The data is sorted out and repackaged, and then sold via middlemen, who act as intermediaries between the boss and the individuals who are requesting to purchase the data. These middlemen, who take a cut of the commission from the product sales, turn to underground platforms to advertise the data to those who would like to purchase it. The purchasers can be scammers, threat actors or even direct marketers, who purchase the data to target victims in various ways.
“This information is used to fuel scams across a variety of methods,” said Hoffman. “Mostly it is used to trick users into browsing to a certain site or app that will perform some malicious activity, generally taking money in an apparently legitimate way.”
Hoffman noted, in the set of data analyzed by researchers it is difficult to estimate how much money big data sets are worth, and how much revenue this drives downstream. This is partly because China is a fairly closed loop ecosystem, and partly because the data is used for many different types of cyberattacks, each with their own different set of revenue ranges, he said.
Chinese law enforcement has attempted in recent years to hold companies accountable for how they handle data. A slew of law enforcement crackdowns in 2019 targeted seemingly legitimate Chinese companies, which allegedly provided third-party data crawling services and sold collected data. In addition, China has also in recent years introduced various regulatory efforts aiming to amp up data privacy protection. In March, for example, the Cyberspace Administration of China announced a new regulation curbing the collection of excessive personal data by apps in China.

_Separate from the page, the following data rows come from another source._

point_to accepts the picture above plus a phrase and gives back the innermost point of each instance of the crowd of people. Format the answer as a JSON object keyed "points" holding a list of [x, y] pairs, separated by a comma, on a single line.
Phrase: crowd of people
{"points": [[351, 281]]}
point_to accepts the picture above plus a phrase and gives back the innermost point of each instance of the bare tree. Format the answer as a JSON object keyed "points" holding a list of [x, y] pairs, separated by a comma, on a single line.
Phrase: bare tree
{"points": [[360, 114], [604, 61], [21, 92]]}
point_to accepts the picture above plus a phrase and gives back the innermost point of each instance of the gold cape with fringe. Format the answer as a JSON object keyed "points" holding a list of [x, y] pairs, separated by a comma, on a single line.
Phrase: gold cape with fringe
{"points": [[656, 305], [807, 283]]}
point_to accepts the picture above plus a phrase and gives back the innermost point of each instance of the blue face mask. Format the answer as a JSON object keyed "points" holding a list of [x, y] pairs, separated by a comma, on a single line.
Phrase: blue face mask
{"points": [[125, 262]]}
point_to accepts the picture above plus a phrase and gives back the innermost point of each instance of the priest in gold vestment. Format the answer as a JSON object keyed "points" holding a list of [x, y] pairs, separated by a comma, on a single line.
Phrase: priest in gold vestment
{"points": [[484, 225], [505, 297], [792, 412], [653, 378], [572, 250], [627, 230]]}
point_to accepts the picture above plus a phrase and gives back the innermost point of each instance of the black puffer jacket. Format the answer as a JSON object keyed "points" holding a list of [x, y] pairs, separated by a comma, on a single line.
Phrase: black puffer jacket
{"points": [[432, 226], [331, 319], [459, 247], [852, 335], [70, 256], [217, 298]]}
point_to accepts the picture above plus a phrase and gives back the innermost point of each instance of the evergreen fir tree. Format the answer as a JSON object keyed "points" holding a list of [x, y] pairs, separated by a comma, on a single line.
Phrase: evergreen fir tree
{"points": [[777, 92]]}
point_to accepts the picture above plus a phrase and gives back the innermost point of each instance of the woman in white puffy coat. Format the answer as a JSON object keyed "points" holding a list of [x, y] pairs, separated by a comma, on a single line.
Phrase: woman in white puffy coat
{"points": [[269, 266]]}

Hoffman said, researchers are seeing data brokers taking a more prominent role in cybercrime activity - and they expect to see this becoming more significant to cybercriminals globally. As big data practices become further integrated across other countries’ economies, law enforcement will “face an uphill battle in stopping data trading schemes” - despite regulation like the General Data Protection Regulation (GDPR) or the California Consumer Privacy Act (CCPA).
“The prevalence of these schemes show the importance of securing the data businesses generate on the same levels as the services that keep business running on a day-to-day basis,” said researchers.